The U.S.C./LAT poll weights for many tiny categories: like 18-to-21-year-old men, which U.S.C./LAT estimates make up around 3.3 percent of the adult citizen population. Weighting simply for 18-to-21-year-olds would be pretty bold for a political survey; 18-to-21-year-old men is really unusual.
On its own, there’s nothing necessarily wrong with weighting for small categories like this. But it’s risky: Filling up all of these tiny categories generally requires more weighting.
A run of the U.S.C./LAT poll, for instance, might have only 15 or so 18-to-21-year-old men. But for those voters to make up 3.3 percent of the weighted sample, these 15 voters have to count as much as 86 people — an average weight of 5.7.

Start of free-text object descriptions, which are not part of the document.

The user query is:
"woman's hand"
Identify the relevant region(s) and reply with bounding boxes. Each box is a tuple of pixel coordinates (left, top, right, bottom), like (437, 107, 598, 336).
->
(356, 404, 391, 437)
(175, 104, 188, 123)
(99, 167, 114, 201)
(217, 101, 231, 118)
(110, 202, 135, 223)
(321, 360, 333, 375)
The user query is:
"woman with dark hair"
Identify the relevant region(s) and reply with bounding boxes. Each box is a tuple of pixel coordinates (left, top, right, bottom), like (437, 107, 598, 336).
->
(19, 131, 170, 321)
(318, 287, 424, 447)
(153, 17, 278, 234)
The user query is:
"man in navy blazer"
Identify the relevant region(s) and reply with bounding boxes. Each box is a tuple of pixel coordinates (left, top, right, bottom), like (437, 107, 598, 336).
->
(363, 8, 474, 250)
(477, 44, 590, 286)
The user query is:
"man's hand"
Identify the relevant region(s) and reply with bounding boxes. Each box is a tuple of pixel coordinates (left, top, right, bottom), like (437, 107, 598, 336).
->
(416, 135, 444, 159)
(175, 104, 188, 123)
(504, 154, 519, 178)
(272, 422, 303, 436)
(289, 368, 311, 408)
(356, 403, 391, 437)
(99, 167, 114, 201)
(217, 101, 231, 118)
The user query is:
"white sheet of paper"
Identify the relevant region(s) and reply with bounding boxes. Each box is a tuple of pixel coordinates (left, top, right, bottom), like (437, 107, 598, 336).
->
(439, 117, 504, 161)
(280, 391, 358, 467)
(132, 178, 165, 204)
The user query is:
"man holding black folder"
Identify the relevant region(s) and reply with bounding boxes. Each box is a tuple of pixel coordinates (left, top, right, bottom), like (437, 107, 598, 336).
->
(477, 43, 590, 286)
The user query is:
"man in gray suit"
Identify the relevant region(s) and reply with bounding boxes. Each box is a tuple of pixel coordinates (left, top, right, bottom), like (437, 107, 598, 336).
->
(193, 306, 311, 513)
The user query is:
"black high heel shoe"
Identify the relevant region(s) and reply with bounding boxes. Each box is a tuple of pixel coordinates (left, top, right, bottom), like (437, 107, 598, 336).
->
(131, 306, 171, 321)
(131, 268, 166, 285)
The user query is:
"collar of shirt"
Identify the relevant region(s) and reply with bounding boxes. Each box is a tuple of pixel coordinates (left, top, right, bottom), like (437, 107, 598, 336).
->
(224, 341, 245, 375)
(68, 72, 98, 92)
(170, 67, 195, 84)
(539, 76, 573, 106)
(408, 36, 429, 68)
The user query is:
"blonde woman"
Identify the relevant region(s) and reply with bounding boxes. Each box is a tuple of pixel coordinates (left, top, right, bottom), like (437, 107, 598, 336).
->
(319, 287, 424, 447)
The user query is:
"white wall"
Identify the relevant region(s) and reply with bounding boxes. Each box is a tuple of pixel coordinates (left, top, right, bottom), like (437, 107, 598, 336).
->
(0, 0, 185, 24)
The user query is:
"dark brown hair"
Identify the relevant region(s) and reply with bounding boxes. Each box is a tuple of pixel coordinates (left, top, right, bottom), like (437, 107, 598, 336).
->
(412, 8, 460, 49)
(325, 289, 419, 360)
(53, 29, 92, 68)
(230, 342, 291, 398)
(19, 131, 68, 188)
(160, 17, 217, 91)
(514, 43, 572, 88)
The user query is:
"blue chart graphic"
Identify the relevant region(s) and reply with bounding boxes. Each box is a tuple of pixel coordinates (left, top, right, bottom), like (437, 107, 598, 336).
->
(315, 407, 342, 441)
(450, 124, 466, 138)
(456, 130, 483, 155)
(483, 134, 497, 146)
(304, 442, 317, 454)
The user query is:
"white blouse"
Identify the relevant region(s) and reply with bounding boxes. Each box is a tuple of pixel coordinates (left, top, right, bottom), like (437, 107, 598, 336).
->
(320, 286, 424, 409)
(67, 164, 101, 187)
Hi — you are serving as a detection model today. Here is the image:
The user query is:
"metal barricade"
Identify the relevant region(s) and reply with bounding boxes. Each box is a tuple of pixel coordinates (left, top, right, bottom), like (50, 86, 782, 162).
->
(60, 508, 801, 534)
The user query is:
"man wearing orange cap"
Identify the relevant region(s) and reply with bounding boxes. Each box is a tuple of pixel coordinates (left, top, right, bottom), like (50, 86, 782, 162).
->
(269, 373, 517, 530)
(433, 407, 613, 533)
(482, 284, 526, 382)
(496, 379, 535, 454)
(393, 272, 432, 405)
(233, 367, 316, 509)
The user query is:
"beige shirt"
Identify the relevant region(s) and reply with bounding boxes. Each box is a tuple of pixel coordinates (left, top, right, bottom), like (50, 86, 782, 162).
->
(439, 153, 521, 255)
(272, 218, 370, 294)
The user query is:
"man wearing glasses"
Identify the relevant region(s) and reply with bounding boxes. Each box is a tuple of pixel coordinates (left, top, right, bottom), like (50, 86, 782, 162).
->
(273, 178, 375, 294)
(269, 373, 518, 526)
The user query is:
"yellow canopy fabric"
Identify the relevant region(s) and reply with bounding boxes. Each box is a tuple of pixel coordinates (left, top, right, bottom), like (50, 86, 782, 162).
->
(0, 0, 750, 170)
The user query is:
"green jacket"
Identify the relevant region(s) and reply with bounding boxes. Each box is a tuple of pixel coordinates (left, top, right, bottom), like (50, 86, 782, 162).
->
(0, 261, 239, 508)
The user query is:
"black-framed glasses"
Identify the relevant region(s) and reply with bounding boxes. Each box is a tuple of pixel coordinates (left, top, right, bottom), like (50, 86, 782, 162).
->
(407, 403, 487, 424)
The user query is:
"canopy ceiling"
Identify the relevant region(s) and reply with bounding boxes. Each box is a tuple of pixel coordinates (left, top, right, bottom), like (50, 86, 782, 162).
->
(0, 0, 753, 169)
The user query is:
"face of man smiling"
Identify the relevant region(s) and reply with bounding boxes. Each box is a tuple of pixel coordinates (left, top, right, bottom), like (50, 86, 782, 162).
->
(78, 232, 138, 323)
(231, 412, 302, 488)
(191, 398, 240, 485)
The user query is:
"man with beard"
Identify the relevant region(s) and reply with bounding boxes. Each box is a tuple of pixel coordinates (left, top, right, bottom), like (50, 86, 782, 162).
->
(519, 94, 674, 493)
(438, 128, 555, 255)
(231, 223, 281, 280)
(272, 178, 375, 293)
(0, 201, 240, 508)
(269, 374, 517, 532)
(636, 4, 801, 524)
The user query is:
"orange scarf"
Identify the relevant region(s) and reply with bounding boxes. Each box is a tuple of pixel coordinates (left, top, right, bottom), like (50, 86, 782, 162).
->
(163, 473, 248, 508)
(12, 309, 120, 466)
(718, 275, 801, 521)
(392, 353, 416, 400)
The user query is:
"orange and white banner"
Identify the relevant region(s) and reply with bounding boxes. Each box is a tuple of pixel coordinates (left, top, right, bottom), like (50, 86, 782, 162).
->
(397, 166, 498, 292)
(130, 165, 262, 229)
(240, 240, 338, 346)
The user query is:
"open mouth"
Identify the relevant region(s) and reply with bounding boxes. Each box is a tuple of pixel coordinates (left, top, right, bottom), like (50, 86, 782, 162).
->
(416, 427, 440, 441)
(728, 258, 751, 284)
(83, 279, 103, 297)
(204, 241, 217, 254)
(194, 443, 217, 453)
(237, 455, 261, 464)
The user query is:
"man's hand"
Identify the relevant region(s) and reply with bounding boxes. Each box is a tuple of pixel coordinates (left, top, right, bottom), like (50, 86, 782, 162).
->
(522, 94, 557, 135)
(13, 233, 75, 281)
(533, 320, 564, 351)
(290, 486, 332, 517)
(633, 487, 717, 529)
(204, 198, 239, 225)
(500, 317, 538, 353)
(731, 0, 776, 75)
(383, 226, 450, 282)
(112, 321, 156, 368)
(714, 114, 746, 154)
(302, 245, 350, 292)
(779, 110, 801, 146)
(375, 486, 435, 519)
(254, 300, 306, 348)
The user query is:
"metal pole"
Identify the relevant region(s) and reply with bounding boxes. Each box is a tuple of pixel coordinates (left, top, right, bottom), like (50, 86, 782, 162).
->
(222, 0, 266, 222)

When you start considering the competing demands across multiple categories, it can quickly become necessary to give an astonishing amount of extra weight to particularly underrepresented voters — like 18-to-21-year-old black men.
OPEN Interactive Feature
Interactive Feature: 2016 Election Forecast: Who Will Be President?
This wouldn’t be a problem with broader categories, like those 18 to 29, and there aren’t very many national polls that are weighting respondents up by more than eight or 10-fold. The extreme weights for the 19-year-old black Trump voter in Illinois are not normal.
■ It weights by past vote.
The U.S.C./LAT poll does something else that’s really unusual: It weights the sample according to how people said they voted in the 2012 election.
Its weights are such that Obama voters represent 27 percent of the sample and Romney voters represent 25 percent, reflecting the split of 51 to 47 percent among actual voters in 2012. The rest include those who stayed home or who are newly eligible to vote.
I’m not aware of any reputable public survey that weights self-reported past vote back to the actual reported results of an election.
You can read more about the U.S.C./LAT “past vote” issue in this August article, but the big problem is that people don’t report their past vote very accurately. They tend to over-report three things: voting, voting for the winner and voting for some other candidate. They underreport voting for the loser.
Credit Stephen Crowley/The New York Times
The same thing is true in the U.S.C./LAT poll. If the survey didn’t include a past vote weight, the past vote of its respondents would be Obama 38, Romney 30. This is a lot like national surveys that were published around the same time as the U.S.C./LAT poll, like those from NBC/WSJ or the NYT/CBS News.
By emphasizing past vote, they might significantly underweight those who claim to have voted for Mr. Obama and give much more weight to people who say they didn’t vote.
Two Key Factors
These two factors — an overweighted sample and the use of past vote — seem to explain the preponderance of the difference between the U.S.C./LAT poll and other surveys.
If the poll was weighted to a generic set of census categories like most surveys (four categories of age, five categories of education, gender and four categories of race and Hispanic origin), Mrs. Clinton would have led in every iteration of the survey except the period immediately after the Republican convention. The U.S.C./LAT poll weights for all of these demographic categories; it just weights to smaller groups.